With kudos to [jcoliver's](https://github.com/jcoliver) [Collections as Data](repository). This is a slight variation on the [Introduction to text mining notebook](https://github.com/jcoliver/dig-coll-borderlands/blob/main/Text-Mining-Short.ipynb).

In [None]:
# First step is to get all of the necessary python building blocks
import pandas

# for file navigation
import os

# for text data mining
import nltk

# for stopword corpora for a variety of languages
from nltk.corpus import stopwords

# for splitting data into individual words
from nltk.tokenize import RegexpTokenizer

# download the stopwords for several languages
nltk.download('stopwords')

# for drawing the plot
import plotly.express as px

# custom module from U of Arizona
import digcol

You need to run the block above for the one below to work. The notebook will need all of the libraries it imports. The next block is where the newspaper is specfied.

In [None]:
newspaper = 'echo' #code for the Amherstburg Echo
language = 'english' #needs to match stopwords from jovyan
topic_words = ['influenza'] #simple catch-all for demo

The data can now be accessed in the notebook.

In [None]:
# only one data path at this point
volume_path = 'data_samples'

sample_issues = os.listdir(newspaper)
sample_issues.sort()

dates = []
for issue in sample_issues:
    dates.append(issue[0:10])

# Add those dates to a data frame
results_table = pandas.DataFrame(dates, columns = ['Date'])

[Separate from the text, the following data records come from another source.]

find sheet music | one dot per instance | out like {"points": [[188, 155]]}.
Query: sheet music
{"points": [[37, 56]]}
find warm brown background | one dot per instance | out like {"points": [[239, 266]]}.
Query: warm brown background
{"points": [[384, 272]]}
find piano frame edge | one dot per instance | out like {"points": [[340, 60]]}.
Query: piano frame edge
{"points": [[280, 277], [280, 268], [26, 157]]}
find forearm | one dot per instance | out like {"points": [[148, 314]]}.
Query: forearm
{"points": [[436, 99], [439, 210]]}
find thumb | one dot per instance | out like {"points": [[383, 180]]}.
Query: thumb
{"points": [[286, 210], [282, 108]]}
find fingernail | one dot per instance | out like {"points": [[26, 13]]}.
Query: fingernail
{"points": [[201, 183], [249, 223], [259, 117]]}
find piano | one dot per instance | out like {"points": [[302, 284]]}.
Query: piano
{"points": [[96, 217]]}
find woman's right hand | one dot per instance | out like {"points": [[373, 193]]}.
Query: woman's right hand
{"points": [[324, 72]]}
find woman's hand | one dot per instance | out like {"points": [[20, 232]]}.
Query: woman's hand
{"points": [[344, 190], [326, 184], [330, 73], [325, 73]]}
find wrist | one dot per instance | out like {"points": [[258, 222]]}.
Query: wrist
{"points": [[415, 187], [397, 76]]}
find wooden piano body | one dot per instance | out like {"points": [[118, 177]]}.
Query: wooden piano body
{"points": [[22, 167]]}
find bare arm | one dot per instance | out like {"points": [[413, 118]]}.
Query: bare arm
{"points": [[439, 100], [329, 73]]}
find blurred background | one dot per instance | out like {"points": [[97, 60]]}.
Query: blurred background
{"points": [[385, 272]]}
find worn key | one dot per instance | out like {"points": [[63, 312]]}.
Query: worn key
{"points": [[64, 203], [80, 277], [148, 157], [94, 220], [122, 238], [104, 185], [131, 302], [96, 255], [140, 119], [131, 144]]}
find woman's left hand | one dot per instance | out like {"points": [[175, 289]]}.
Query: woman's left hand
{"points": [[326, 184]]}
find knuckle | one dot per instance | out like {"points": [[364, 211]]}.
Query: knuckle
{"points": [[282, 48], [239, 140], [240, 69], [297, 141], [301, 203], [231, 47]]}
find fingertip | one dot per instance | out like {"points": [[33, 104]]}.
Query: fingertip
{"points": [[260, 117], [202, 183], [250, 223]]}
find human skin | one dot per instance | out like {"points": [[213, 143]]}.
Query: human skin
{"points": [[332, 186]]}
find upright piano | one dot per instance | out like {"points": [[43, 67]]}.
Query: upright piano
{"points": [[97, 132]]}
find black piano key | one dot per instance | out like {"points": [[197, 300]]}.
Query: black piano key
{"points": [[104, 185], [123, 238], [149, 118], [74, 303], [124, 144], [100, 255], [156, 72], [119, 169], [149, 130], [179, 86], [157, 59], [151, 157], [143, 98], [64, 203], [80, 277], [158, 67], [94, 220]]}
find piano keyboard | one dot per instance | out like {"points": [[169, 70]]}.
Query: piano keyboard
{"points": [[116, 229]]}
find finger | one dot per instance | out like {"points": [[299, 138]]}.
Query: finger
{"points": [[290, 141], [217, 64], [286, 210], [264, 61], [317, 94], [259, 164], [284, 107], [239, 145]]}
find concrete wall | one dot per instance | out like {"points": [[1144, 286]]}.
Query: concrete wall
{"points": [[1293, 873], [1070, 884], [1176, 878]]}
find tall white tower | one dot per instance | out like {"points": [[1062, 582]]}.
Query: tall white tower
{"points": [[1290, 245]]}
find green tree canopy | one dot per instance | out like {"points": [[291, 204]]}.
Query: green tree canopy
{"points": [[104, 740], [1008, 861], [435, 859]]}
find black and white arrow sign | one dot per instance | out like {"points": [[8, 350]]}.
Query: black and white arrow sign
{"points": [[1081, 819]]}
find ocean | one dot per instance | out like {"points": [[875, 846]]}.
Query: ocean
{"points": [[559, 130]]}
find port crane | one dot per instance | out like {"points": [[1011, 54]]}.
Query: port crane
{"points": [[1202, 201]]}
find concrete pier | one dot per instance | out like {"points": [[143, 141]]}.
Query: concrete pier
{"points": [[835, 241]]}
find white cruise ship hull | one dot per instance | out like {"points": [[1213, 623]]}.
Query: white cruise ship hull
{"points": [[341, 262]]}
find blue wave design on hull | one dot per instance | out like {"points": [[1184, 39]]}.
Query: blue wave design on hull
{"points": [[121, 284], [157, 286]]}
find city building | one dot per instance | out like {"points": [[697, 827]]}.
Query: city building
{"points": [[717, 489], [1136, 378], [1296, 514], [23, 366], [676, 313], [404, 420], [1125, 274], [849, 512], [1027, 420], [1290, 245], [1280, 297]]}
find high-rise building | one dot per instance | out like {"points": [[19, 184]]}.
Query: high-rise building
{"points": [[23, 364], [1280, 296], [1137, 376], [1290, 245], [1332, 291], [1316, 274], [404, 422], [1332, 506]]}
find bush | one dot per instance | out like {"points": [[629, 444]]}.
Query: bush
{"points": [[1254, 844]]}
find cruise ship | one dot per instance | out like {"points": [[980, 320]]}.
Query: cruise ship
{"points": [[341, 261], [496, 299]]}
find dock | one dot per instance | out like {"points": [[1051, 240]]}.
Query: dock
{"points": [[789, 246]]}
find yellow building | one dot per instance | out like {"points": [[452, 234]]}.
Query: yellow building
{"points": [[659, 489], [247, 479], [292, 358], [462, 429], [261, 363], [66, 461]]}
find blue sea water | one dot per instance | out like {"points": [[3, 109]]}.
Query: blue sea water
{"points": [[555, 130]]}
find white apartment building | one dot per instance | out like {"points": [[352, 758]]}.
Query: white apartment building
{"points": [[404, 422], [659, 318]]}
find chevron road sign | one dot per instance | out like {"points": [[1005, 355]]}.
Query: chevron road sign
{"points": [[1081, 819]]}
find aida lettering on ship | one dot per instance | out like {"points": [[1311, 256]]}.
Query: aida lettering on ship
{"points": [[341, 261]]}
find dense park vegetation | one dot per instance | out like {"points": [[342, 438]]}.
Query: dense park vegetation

# Set all frequencies to zero
results_table['Frequency'] = 0.0

# Cycle over all issues and do relative frequency calculations
for issue in sample_issues:
    issue_text = digcol.CleanText(filename = newspaper + '/' + issue, language = language)
    issue_text = issue_text.clean_list
    
    # Create a table with words
    word_table = pandas.Series(issue_text)

    # Calculate relative frequencies of all words in the issue
    word_freqs = word_table.value_counts(normalize = True)
    
    # Pull out only values that match words of interest
    my_freqs = word_freqs.filter(topic_words)
    
    # Get the total frequency for words of interest
    total_my_freq = my_freqs.sum()
    
    # Format the date from the name of the file so we know where to put
    # the data in our table
    issue_date = str(issue[0:10])
    
    # Add the date & relative frequency to our data table
    results_table.loc[results_table['Date'] == issue_date, 'Frequency'] = total_my_freq
    
# Analyses are all done, plot the figure
my_figure = px.line(results_table, x = 'Date', y = 'Frequency')
my_figure.show()